Things to Do at Natural Bridge
Complete Guide to Natural Bridge in Bryce Canyon
About Natural Bridge
What to See & Do
The Arch Opening
From the viewing platform you’ll SEE the 85-ft hole framed by Douglas-fir tops, HEAR the low hum of wind tunneling through, and FEEL the temperature drop five degrees the instant you step into its shadow.
Claron Formation Stripes
Run your palm along the cliff wall and you’ll FEEL the chalky softness of the pink limestone; lean in and you’ll SMELL the mineral tang that tastes like wet plaster on the back of your tongue.
Bristlecone Pines
Scramble twenty yards past the rail and you’ll stumble across gnarled bristlecones clinging to the rim—some older than the arch itself—their needles releasing a sharp vanilla scent when the sun hits them.
Hoodoo Choir
Look south and the arch frames a natural stage of hoodoos; around noon their shadows shrink until the whole choir seems to hum in bright white silence.
Raven Commute
Between 9 and 10 a.m. the local ravens commute through the hole, wings WHOOSHING overhead like torn paper, a sound that echoes off the curved ceiling for a full two seconds.
Practical Information
Opening Hours
Bryce Canyon National Park gates open 24 hrs; Natural Bridge pull-out accessible whenever the main park road is plowed—typically April through late November.
Tickets & Pricing
Park entry is mid-range for the US national-park circuit; pay once at the booth and the receipt covers Natural Bridge and every other overlook for seven consecutive days. No extra fee to walk the short trail.
Best Time to Visit
Show up right after sunrise and you’ll have the arch to yourself, though the hoodoos behind stay in cold shadow; late morning gives warmer tones but trades away solitude to the tour-bus circuit.
Suggested Duration
Budget thirty minutes if you’re just snapping photos from the rail; add another twenty if you want to poke around the bristlecones and sit long enough to hear the rock cool and crackle.
Getting There
Things to Do Nearby
A mile farther south, the road ends at 9,100 ft where the whole staircase of pink cliffs drops away; pair it with Natural Bridge to notch two drastically different viewpoints without extra driving.

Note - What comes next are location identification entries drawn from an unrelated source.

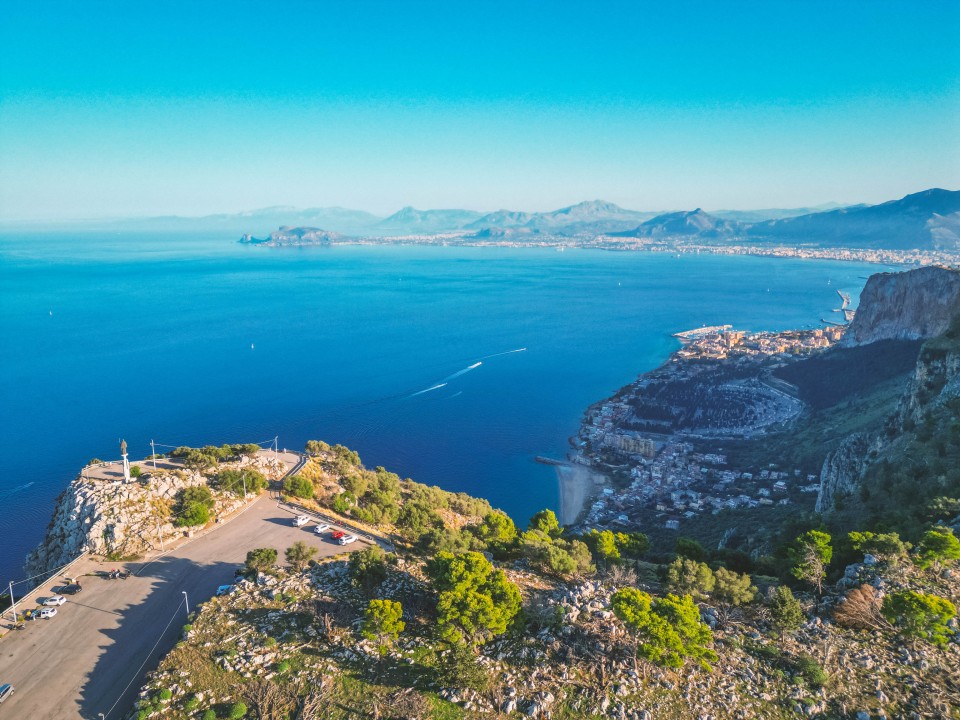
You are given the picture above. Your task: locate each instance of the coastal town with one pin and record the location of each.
(719, 384)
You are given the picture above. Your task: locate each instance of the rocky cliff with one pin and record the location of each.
(921, 412)
(293, 236)
(843, 468)
(905, 306)
(119, 519)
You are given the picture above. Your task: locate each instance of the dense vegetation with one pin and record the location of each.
(466, 585)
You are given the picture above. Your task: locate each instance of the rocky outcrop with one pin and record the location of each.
(908, 305)
(936, 380)
(843, 468)
(106, 517)
(292, 236)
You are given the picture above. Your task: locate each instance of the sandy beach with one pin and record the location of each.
(578, 483)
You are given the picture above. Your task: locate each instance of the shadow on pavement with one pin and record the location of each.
(147, 631)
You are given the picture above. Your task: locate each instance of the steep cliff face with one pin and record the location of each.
(935, 384)
(905, 306)
(125, 519)
(843, 468)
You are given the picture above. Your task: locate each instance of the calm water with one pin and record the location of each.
(191, 340)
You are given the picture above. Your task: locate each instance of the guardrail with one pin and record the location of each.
(359, 532)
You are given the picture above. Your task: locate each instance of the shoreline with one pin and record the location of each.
(578, 484)
(904, 258)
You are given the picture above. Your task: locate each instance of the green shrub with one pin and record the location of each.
(812, 671)
(234, 481)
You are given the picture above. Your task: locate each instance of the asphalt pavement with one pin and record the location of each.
(92, 657)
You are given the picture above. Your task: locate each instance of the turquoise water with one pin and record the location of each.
(190, 340)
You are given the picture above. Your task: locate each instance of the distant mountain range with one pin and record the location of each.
(928, 220)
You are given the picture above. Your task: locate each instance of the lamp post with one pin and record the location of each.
(13, 604)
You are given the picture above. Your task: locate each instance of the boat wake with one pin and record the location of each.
(430, 389)
(508, 352)
(462, 372)
(16, 490)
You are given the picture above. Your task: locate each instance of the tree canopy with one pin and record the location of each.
(667, 631)
(811, 554)
(476, 601)
(919, 616)
(299, 554)
(383, 622)
(689, 577)
(938, 546)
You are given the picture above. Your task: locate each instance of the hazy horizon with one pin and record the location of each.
(142, 111)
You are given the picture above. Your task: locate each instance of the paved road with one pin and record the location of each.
(87, 660)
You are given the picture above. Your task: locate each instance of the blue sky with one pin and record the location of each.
(120, 108)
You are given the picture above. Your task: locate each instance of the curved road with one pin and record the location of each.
(92, 657)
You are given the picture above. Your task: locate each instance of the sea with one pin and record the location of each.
(454, 366)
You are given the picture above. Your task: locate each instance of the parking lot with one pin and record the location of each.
(91, 657)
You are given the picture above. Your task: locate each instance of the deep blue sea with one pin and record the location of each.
(193, 340)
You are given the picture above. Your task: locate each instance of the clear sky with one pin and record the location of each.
(138, 108)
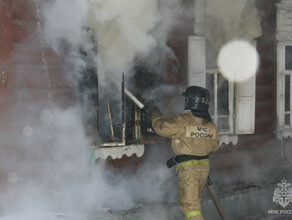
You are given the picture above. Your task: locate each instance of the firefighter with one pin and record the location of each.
(194, 137)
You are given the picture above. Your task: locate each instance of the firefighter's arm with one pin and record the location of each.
(216, 145)
(169, 128)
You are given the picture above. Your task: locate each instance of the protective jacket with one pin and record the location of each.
(190, 135)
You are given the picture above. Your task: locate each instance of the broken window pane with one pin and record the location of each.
(223, 91)
(287, 92)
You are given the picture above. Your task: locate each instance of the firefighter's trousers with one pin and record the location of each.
(192, 177)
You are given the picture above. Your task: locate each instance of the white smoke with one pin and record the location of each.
(122, 31)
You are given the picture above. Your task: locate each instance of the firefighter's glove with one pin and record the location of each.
(154, 113)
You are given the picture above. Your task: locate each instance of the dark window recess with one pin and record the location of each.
(287, 92)
(287, 119)
(146, 84)
(223, 124)
(88, 85)
(210, 87)
(288, 57)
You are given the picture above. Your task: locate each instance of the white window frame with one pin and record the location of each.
(283, 39)
(230, 101)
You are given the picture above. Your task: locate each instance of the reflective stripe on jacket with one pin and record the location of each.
(190, 135)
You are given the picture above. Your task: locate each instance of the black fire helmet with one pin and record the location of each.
(196, 98)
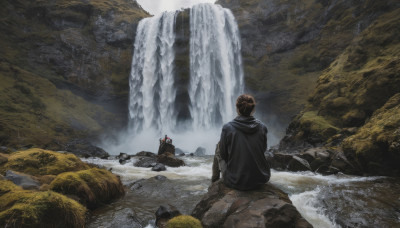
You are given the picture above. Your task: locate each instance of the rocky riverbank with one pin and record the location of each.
(42, 188)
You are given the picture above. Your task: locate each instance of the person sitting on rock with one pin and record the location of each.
(166, 146)
(240, 152)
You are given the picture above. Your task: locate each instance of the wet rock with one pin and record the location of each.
(137, 184)
(4, 149)
(165, 213)
(146, 162)
(3, 159)
(159, 167)
(85, 149)
(123, 158)
(200, 151)
(298, 164)
(166, 148)
(23, 180)
(179, 152)
(279, 161)
(170, 160)
(146, 154)
(121, 218)
(265, 207)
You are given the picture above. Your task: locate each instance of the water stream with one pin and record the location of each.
(325, 201)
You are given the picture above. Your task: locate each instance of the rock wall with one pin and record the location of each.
(286, 45)
(355, 101)
(64, 68)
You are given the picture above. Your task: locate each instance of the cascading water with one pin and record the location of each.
(216, 74)
(152, 92)
(216, 78)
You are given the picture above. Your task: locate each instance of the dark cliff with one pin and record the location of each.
(286, 45)
(64, 68)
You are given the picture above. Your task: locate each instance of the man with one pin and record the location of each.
(241, 149)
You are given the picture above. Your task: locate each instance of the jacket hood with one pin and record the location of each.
(246, 124)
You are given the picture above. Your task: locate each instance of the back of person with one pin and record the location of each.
(242, 146)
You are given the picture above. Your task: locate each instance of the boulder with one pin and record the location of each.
(85, 149)
(146, 162)
(279, 161)
(179, 152)
(3, 159)
(264, 207)
(159, 167)
(165, 213)
(146, 154)
(25, 181)
(170, 160)
(298, 164)
(166, 148)
(200, 151)
(121, 218)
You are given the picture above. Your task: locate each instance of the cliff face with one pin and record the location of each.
(64, 68)
(286, 45)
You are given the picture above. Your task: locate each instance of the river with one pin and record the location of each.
(325, 201)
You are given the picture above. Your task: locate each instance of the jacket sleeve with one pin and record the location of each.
(266, 138)
(223, 145)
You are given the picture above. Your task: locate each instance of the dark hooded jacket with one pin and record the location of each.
(242, 145)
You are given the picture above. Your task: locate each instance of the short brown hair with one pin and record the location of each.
(245, 104)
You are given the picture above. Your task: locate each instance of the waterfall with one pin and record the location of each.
(216, 78)
(152, 92)
(216, 74)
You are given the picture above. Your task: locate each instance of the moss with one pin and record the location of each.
(93, 187)
(40, 209)
(7, 186)
(43, 162)
(310, 121)
(378, 141)
(184, 221)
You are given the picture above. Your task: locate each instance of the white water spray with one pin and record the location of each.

An underrated 1-mile spur that drops you among hoodoos most visitors only photograph—good add-on if the arch left you wanting to stand inside the rock rather than above it.
Five minutes beyond Natural Bridge, this overlook faces south toward the Grand Staircase; the air smells of sun-baked pine needles and gives a decent sense of how the Colorado Plateau keeps stairstepping away.
Pull in on the return drive—here the cliffs switch from orange to vermilion and you’ll often hear the low croak of Clark’s nutcrackers echoing across the ravine.